Dans la seconde moitié des années 70, le réalisateur Philippe Vallois a marqué les esprits avec deux films (Johan en 1976, Nous étions un seul homme en 1978) qui ont suffi à l’imposer comme l’un des précurseurs du cinéma gay français. Aucun de ses films suivants, pourtant, ne recueillera le même succès critique et public ; la plupart ne sortiront d’ailleurs pas en salles mais directement sur le petit écran, en VHS ou en DVD. Vallois, pourtant, n’est pas totalement oublié : plusieurs festivals de cinéma lui ont rendu hommage (Montréal en 1991, Turin en 2007, Lyon en 2011…) et les éditions ÉrosOnyx viennent de lui consacrer un deuxième ouvrage. Après La Passion selon Vallois : le cinéaste qui aimait les hommes (une autobiographie parue en 2013 et réalisée à partir d’entretiens avec Ivan Mitifiot, directeur du festival Écrans Mixtes), elles publient en ce printemps 2016 Différent ! Nous étions un seul homme et le cinéma de Philippe Vallois, signé du critique de cinéma Didier Roth-Bettoni (qui collabore de longue date à Hétéroclite). Rencontre avec un cinéaste qui n’a pratiquement jamais cessé de tourner, souvent avec des moyens dérisoires mais avec un amour sans faille pour les hommes et le septième art.
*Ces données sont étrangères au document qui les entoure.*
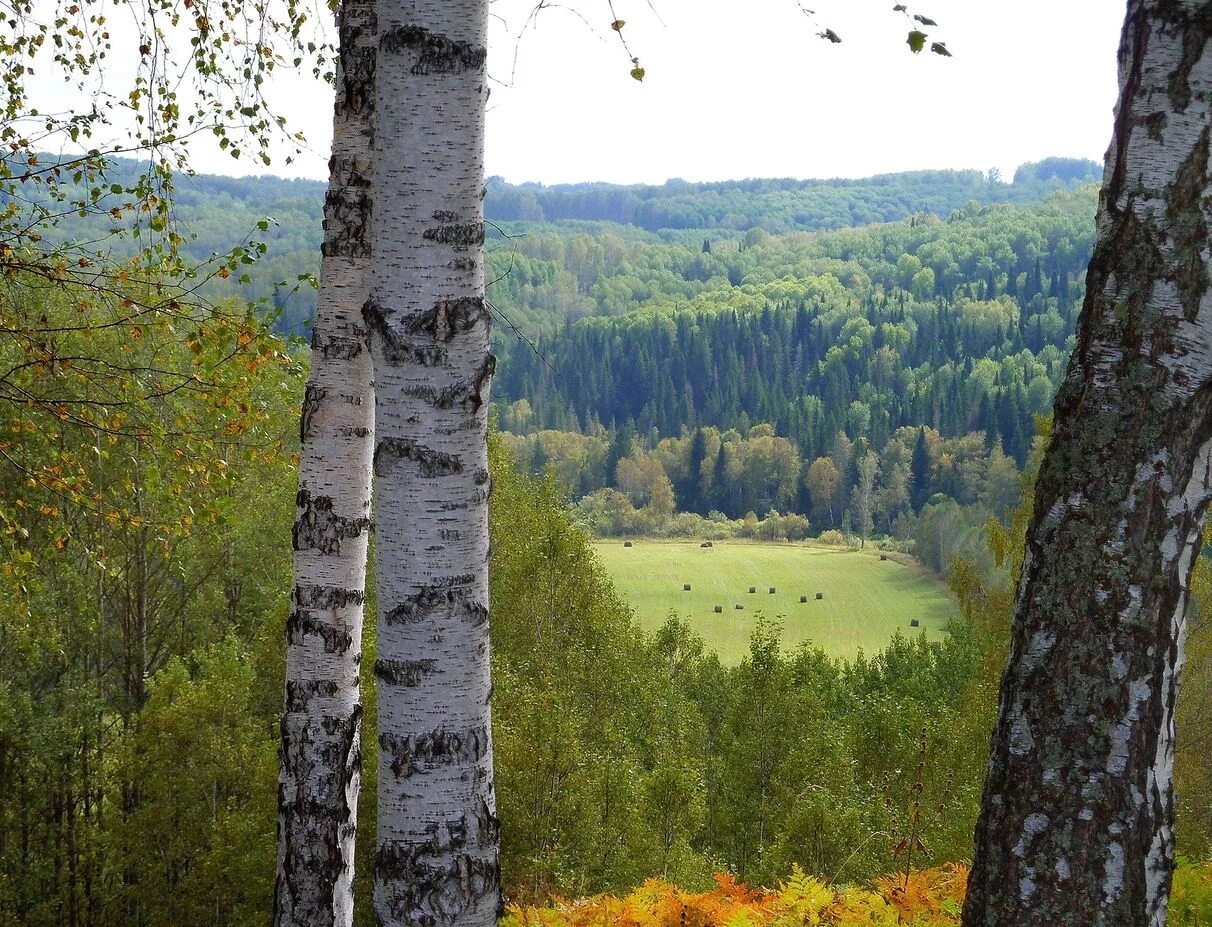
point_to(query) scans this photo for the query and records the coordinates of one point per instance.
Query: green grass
(865, 600)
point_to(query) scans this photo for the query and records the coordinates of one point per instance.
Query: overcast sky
(748, 90)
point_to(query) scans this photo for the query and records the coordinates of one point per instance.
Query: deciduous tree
(1076, 824)
(429, 325)
(321, 716)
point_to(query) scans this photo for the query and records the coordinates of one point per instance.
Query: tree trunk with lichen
(320, 754)
(1076, 824)
(436, 860)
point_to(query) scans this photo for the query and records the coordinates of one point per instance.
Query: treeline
(533, 287)
(779, 205)
(958, 325)
(146, 526)
(713, 484)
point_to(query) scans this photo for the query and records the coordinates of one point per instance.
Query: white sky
(748, 90)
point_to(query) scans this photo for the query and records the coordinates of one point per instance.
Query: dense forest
(750, 376)
(213, 213)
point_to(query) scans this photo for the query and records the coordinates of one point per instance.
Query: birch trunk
(1076, 820)
(438, 846)
(321, 720)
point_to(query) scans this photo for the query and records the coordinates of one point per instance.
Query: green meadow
(864, 600)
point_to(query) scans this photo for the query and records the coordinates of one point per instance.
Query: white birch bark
(320, 751)
(1076, 825)
(438, 843)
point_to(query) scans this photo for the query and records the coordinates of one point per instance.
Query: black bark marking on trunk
(1189, 228)
(1194, 40)
(449, 318)
(1073, 829)
(299, 693)
(434, 887)
(404, 673)
(400, 349)
(458, 604)
(302, 623)
(318, 527)
(436, 748)
(347, 216)
(461, 236)
(312, 399)
(315, 824)
(435, 53)
(468, 393)
(433, 463)
(327, 598)
(479, 395)
(337, 347)
(358, 58)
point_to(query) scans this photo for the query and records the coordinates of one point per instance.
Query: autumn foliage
(922, 898)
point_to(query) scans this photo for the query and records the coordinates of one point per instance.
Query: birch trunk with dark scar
(321, 720)
(436, 860)
(1076, 824)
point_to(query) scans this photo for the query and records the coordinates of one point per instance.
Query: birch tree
(1076, 823)
(438, 836)
(321, 720)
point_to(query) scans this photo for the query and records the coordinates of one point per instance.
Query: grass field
(865, 600)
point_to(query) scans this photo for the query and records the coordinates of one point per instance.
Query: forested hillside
(212, 213)
(958, 325)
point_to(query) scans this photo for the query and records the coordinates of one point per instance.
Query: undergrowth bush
(921, 898)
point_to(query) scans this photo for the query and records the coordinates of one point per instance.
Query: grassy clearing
(865, 600)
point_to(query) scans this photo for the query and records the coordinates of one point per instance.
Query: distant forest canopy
(783, 204)
(215, 211)
(960, 325)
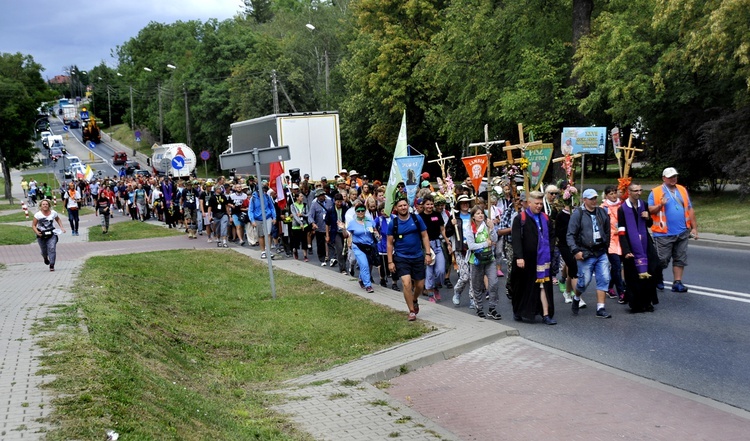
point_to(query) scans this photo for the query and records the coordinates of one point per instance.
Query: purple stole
(543, 254)
(635, 227)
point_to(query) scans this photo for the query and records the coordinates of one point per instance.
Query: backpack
(395, 226)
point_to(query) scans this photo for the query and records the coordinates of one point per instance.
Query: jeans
(436, 271)
(478, 273)
(616, 273)
(364, 265)
(597, 266)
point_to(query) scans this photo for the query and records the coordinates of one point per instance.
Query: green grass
(186, 345)
(129, 230)
(16, 235)
(722, 214)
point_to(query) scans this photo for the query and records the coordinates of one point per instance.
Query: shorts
(410, 267)
(236, 221)
(264, 230)
(672, 247)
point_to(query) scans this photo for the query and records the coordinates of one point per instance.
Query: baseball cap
(590, 193)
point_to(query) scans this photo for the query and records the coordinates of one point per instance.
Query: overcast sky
(84, 33)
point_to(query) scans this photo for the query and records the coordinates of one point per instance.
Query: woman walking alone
(43, 225)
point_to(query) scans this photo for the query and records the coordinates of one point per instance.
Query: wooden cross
(441, 160)
(508, 149)
(629, 154)
(487, 144)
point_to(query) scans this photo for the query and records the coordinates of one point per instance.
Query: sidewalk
(470, 379)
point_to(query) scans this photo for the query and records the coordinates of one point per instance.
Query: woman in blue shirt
(362, 240)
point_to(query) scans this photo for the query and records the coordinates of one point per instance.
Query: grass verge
(129, 230)
(186, 345)
(16, 235)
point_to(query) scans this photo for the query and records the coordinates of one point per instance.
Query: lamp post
(317, 62)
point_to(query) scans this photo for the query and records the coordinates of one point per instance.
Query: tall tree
(22, 90)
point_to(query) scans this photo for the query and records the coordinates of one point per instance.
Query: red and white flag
(277, 183)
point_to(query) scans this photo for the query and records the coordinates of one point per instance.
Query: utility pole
(161, 124)
(187, 118)
(109, 109)
(325, 54)
(275, 93)
(132, 120)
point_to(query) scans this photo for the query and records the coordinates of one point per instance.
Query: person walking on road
(674, 224)
(639, 256)
(481, 238)
(43, 225)
(588, 240)
(408, 253)
(532, 263)
(72, 199)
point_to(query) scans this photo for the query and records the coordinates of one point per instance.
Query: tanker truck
(176, 160)
(91, 132)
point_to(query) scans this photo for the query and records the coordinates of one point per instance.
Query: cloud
(58, 35)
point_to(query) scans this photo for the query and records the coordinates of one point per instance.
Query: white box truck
(313, 138)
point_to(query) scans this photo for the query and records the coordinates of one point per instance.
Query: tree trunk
(581, 20)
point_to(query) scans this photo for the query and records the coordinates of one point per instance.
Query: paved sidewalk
(470, 379)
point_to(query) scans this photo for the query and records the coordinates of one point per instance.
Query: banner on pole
(588, 140)
(411, 168)
(475, 167)
(539, 157)
(395, 176)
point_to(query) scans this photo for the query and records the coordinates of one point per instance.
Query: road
(698, 341)
(102, 153)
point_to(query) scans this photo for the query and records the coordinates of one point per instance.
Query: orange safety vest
(660, 220)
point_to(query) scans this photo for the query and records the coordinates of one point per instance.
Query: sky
(85, 33)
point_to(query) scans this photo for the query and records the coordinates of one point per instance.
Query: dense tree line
(675, 71)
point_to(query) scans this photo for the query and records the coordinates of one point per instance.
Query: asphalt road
(697, 341)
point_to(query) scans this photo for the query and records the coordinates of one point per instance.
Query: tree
(22, 90)
(655, 62)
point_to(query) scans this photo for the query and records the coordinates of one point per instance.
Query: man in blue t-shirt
(408, 253)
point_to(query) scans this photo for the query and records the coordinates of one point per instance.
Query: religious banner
(475, 167)
(395, 177)
(410, 168)
(539, 157)
(588, 140)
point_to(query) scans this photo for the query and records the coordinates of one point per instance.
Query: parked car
(73, 160)
(131, 167)
(44, 136)
(119, 158)
(55, 153)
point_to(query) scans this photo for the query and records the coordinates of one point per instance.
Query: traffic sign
(178, 162)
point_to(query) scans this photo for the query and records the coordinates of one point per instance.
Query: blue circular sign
(178, 162)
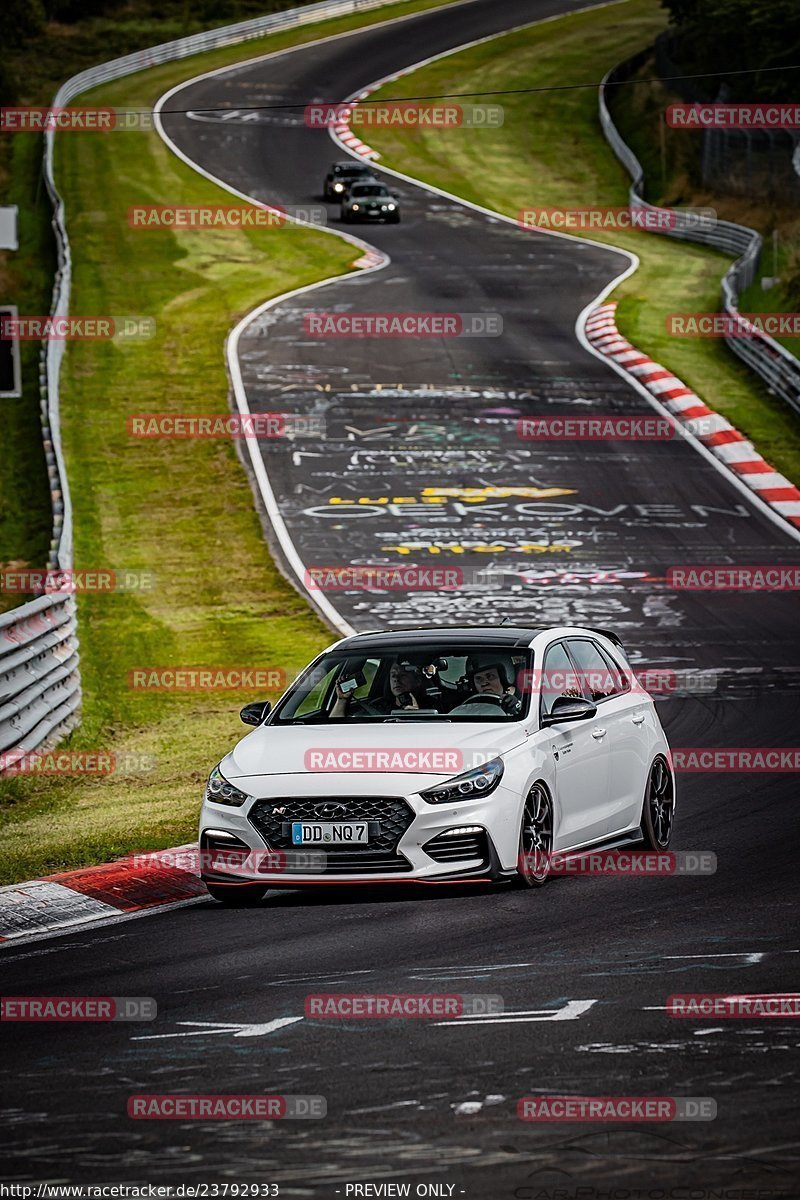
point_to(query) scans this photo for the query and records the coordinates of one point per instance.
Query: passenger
(407, 689)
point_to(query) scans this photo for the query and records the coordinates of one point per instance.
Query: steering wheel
(364, 706)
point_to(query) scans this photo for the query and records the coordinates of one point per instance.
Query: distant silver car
(342, 175)
(370, 202)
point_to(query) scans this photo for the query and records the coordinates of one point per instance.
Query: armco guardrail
(40, 681)
(40, 684)
(776, 366)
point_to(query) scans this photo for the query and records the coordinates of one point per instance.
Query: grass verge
(180, 510)
(551, 151)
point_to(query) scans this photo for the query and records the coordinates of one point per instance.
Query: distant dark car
(342, 175)
(371, 202)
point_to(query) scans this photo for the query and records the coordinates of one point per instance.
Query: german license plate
(330, 833)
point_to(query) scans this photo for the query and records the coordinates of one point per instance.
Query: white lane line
(236, 1029)
(323, 605)
(750, 955)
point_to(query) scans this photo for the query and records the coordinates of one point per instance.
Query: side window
(599, 678)
(619, 678)
(558, 678)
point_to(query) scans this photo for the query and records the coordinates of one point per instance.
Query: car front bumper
(468, 840)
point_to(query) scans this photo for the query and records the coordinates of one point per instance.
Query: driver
(495, 678)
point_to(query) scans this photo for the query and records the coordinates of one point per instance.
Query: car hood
(416, 749)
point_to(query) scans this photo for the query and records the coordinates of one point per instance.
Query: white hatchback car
(439, 756)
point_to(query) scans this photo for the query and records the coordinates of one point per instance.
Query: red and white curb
(92, 893)
(717, 435)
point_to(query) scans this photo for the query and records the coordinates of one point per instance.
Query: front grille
(458, 847)
(365, 862)
(389, 817)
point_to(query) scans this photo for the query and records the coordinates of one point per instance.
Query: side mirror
(254, 713)
(569, 708)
Beaucoup de vos films (Johan
, Un parfum nommé Saïd, Sexus dei, Zeus le chat…) sont nés d’une rencontre amoureuse ou sont d’inspiration autobiographique. Est-ce également le cas de Nous étions un seul homme ?

Philippe Vallois : Même si je n’ai évidemment pas vécu la même histoire que Guy et Rolf, j’ai mis, comme toujours, beaucoup de choses personnelles et autobiographiques dans ce film. Je me suis inspiré de relations que j’avais eues plus jeune. Par exemple avec un certain Georges, un routier à l’enfance un peu bizarre qui avait été quasiment élevé par une vache et dont j’avais été un peu amoureux. Ou encore d’un Espagnol dont je partageais la chambre quand je faisais les vendanges dans le Sud-Ouest, à l’âge de dix-neuf ou vingt ans. Un midi, on s’est bourré la gueule et c’est une expérience que j’ai reproduite dans le film. Même chose pour la scène du concours de pisse, qui vient elle aussi d’un souvenir : j’étais chez mes grands-parents avec des copains, on avait un peu bu et on a décidé de pisser dans nos verres. Quant au thème de la jalousie, il m’a été inspiré par ma relation, très passionnelle, avec mon ami Johan. Il y a comme cela plein de choses que j’ai vécues et qui se retrouvent dans le film.

Quelle est la genèse du film et pourquoi avez-vous eu l’envie de raconter une histoire qui se déroulerait durant l’Occupation ?

Philippe Vallois : Le film est né d’une rencontre avec un producteur qui voulait ouvrir une salle de cinéma gay porno, comme cela existait à l’époque. Il m’a demandé de tourner un porno pour le projeter dans sa future salle et je n’ai pas dit non, car j’avais réalisé peu de temps avant Johan, qui était déjà un peu «sexe». Au départ, Nous étions un seul homme devait donc être un porno… Finalement, je suis parti sur une histoire qui n’était plus du tout porno, mais ce producteur était content néanmoins et il a accepté de me filer un peu de fric pour produire le film. C’est comme ça que Nous étions un seul homme a pu voir le jour. Je m’intéressais beaucoup à la période de la guerre et j’avais lu une biographie d’Antonin Artaud qui parlait de ses internements et de l’abandon des hôpitaux psychiatriques par les autorités de Vichy, qui considéraient les malades mentaux comme des sous-hommes et les ont laissés littéralement mourir de faim par milliers. De là est venue l’idée de faire de Guy un personnage un peu fou, échappé d’un asile. J’allais souvent dans le Sud-Ouest car l’un de mes meilleurs amis habitait en communauté dans cette région, où je savais que l’Occupation avait été particulièrement dure – donc pourquoi ne pas tourner dans les Landes ? Au départ, le film devait s’appeler Combat et je me suis demandé s’il s’agissait d’un combat physique entre deux hommes ou d’un combat intérieur, d’un combat sur soi-même, plus poétique. D’où cette histoire de deux hommes dans la guerre, qui luttent mais finissent par aller jusqu’au bout de leur passion, jusqu’à la mort.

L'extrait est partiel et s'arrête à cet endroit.